A Female Physician and A Calling

October 27, 2017

A Female Physician and A Calling | Zazzy Bandz

My fourth story is about a young physician.  Below are her words, used with permission, when applying to our Internal Medicine Residency.  For any physician reading this, if you would like your story shared (known or anonymously) please message me.  I have stories of physicians when they were applying to medical school and to IM residency.  I will gladly share stories from any field of medicine/surgery!  I feel very strongly that medicine is taking a beating from a PR standpoint and yet the physicians I know and train continue to eptiomize the #heartofaphysician.

Young people are giving up their 20's to study 50-70 additional hours a week  to consume, digest and understand the scope of information presented to them during their classes.   They continue long hours of training by working alongside physicians who encourage, critique, and set high expectations of learning and performance.   They leave the office/hospital to go home and read about the things they saw that day.  I work with some of the most motivated people in the world!  They have a heart to serve others, they care about people, they envision excelling in their field.  4 years of college, 4 years of med school, 3-7 years of residency training--  #trainingofaphysician  just to be ready to take care of us.

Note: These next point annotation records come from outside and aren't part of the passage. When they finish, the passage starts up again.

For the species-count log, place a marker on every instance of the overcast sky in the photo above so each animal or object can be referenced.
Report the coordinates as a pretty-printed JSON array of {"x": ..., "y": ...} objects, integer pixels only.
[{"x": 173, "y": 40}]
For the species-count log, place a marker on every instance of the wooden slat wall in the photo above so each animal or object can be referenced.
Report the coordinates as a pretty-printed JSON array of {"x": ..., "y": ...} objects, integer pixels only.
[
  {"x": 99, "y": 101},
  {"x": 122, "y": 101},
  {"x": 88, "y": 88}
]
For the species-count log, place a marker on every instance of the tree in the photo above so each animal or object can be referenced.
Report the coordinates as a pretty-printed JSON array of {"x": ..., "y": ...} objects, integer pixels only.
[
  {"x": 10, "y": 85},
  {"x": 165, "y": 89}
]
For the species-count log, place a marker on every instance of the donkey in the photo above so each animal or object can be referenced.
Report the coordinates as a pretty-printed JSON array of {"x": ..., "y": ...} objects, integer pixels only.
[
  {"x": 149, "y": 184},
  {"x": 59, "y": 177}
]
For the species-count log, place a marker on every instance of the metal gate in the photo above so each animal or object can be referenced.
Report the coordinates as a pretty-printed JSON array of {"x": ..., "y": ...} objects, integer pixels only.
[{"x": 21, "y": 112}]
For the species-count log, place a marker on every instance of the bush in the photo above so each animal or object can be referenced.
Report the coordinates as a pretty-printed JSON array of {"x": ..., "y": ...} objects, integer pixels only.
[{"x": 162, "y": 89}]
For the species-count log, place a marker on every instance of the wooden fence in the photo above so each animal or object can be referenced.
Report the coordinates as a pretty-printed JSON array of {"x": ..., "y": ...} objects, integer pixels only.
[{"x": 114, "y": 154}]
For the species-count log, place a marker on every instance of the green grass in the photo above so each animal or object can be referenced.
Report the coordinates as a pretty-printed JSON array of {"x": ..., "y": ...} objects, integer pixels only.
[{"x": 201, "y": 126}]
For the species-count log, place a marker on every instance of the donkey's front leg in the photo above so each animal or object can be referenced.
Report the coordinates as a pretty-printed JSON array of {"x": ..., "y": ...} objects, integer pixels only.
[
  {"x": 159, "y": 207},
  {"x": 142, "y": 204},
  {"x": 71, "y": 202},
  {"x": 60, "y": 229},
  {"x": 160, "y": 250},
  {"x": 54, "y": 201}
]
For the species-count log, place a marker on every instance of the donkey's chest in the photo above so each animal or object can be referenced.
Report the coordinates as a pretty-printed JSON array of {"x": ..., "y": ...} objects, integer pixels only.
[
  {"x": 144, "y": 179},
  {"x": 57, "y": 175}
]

I hope you enjoy reading this physician's personal statement when applying for residency. 

"In April in the early 2000’s, one month before my medical school graduation and two weeks before my 27th birthday, my life changed forever.  It was early one rainy weekend morning, driving home from overnight call when I lost control of my car.  Strapped inside, my car spun around countless times then hydroplaned into a canal along the Florida Turnpike.  Suddenly, murky cold water rapidly started filling up the car.  For a few seconds I was in shock, but fortunately I did not lose consciousness.  I noticed my driver’s side window had dropped into the door panel during impact, so I was able to get out once I released my seat-belt.  I doggy-paddled across the alligator infested canal water and pulled myself up onto the bank.  As I turned around, I saw my car become completely submerged under water.   Those few minutes at that mile marker will stay with me the rest of my life.  Since then, I am asked by everyone, “How did (I) get out of the car?”  The question I find more intriguing is WHY was I able to get out of the car?  My answer is simple.  I was not meant to die that day.  I believe I survived that day because I have a greater purpose to fulfill.  What greater purpose is there than helping my fellow man through the practice of medicine?

To be a good internist, one must be able to adapt.  The ability to remain flexible is a mainstay in my life.  I was a non-traditional medical school applicant.  I envisioned a business degree would provide me the foundation needed in the future managing my own practice.  After my sophomore year in undergraduate school, I knew medicine was the career for me, as I wanted to care for people who are ill and hurting as a physician.

In my opinion, internal medicine is the most cerebral of all medical specialties.  Medical patients intrigue me from the initial history and physical exam, to the investigation of their workup, and finally, the instant gratification of successful treatment.  I appreciate the comprehensive scope of medical knowledge an internist must master.  She must be able to function not only as a good listener but also as a cardiologist, pulmonologist, gastroenterologist, endocrinologist, pharmacologist, investigator and patient educator.  She must have a command of both the normal state of health and understand how this physiology can go awry.  Internists are able to treat patients with both acute and chronic medical conditions, patients both stable and critical, from young adults to the elderly, with no one patient alike.  As a primary care physician, she must be familiar with the capabilities and limitations of her field and know when to consult other physicians.  She must have a heart for people.

I am invigorated rather than intimidated by the commitment to lifelong learning required of this specialty. In no other specialty have I found trust between the patient and doctor to be as central as in Internal Medicine. I enjoy asking questions, compiling a list of differential diagnoses and having the benefit of being the first one to make a diagnosis.  After seeing firsthand the importance of teamwork and communication, I want a residency training program with a commitment to patient care, ethical standards and expected work ethic that I also embrace.  As someone who has stared death right in the eye, I am committed more than ever to providing the best medical care."